Hipster burger bars are obviously a fad right now, and London’s MEATliquor is getting on the bandwagon with its new place on Trinity’s neglected Bank Street (check out the amazing gates at the bottom of this street on your way).
MEATliquor has a full restaurant downstairs that doubles up as the “main bar” and then a smaller “shop-window bar” at ground level. The full menu is available at both but the vibe is very different: upstairs is all about cocktails and bar snacks, downstairs is about the burgers.
The beer selection isn’t bad: on keg there’s Budvar, Hopf Weiss, Longhammer and a guest Magic Rock (High Wire when we visited). We’re massive Magic Rock fans so it gets an extra beer star just for that. In bottles/cans there’s 13 Guns, Hobo Lager, Estrella, Paulaner and Vedett. There aren’t any taps upstairs (they need room for six cocktail slush machines) but they might fetch you a High Wire from downstairs if you ask nicely. Keg prices are quoted in bizarre measurements of ⅔pt/2pt/3pt although we were assured you could order a single pint if you wanted.
Apart from the meat, this place is definitely about the liquor (the clue’s in the name), so it’s probably more appealing to cocktail-lovers than beer lovers even though we weren’t limited to a handful of crap lagers. There’s also some sort of DJ area which suggests they might turn into more of a club later on and even a dartboard in one of the booths (although I bet they’d be surprised if you tried to use it). Upstairs there’s also a photo booth… are photo booths the new ping-pong?

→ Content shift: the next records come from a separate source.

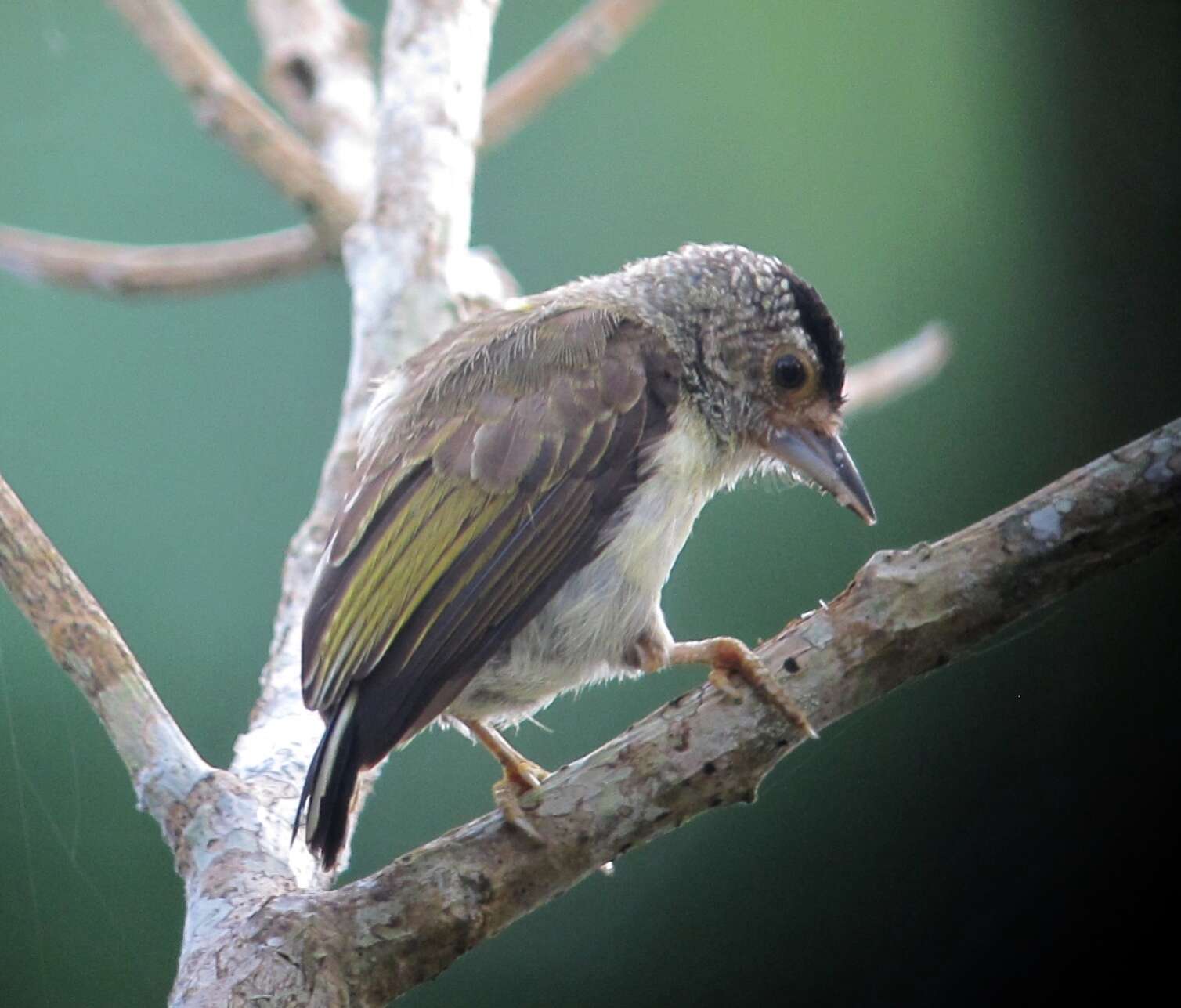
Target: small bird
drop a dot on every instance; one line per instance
(523, 487)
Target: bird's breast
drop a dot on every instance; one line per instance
(583, 632)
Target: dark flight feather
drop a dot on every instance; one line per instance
(514, 493)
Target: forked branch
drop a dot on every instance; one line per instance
(81, 637)
(572, 52)
(905, 613)
(228, 108)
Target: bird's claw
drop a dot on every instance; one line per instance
(730, 657)
(518, 779)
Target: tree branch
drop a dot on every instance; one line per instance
(905, 613)
(409, 262)
(197, 269)
(162, 762)
(227, 107)
(572, 52)
(897, 371)
(316, 65)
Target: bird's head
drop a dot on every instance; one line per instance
(763, 360)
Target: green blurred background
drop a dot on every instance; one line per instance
(995, 829)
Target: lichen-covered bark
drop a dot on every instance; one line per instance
(905, 612)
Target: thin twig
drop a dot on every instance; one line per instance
(316, 67)
(899, 370)
(201, 267)
(572, 52)
(162, 762)
(228, 108)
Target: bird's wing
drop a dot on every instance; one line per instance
(450, 545)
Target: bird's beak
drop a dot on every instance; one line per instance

Décor is meat themed (I particularly liked the gig adverts for Otis Redmeat) and, like most hipster establishments, there’s a small dash of trendy misogyny and vegetarian-bashing about the menu but you can’t really avoid that at any burger bar at the moment, sadly.

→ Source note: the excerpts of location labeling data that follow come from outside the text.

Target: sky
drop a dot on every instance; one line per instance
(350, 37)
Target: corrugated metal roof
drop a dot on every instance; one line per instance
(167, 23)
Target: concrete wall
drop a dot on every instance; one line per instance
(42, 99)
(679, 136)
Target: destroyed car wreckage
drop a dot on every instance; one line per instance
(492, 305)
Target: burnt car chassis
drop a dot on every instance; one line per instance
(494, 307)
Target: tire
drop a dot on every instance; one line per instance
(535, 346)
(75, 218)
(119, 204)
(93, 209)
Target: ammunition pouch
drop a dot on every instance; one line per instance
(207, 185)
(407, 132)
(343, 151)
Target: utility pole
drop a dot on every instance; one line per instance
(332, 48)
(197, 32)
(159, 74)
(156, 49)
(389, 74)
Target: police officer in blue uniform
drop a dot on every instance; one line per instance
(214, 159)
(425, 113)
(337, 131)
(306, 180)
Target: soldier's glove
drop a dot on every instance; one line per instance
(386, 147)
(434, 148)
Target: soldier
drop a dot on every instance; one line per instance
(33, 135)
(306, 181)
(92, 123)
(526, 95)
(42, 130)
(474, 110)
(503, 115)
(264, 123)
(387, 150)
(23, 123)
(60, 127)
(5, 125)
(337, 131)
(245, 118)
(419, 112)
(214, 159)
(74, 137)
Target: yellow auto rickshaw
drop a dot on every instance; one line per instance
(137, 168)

One final thing: during September they have a dice promotion where you can roll a die with your bill for the chance at a discount. We got our whole meal (including the Magic Rock) for nowt!
I don’t think MEATLiquor is anything particularly special, but with the weight of Trinity behind it coupled with its location and late licence, I expect it will do very well. And I’m sure we’ll be back if we need a burger at midnight.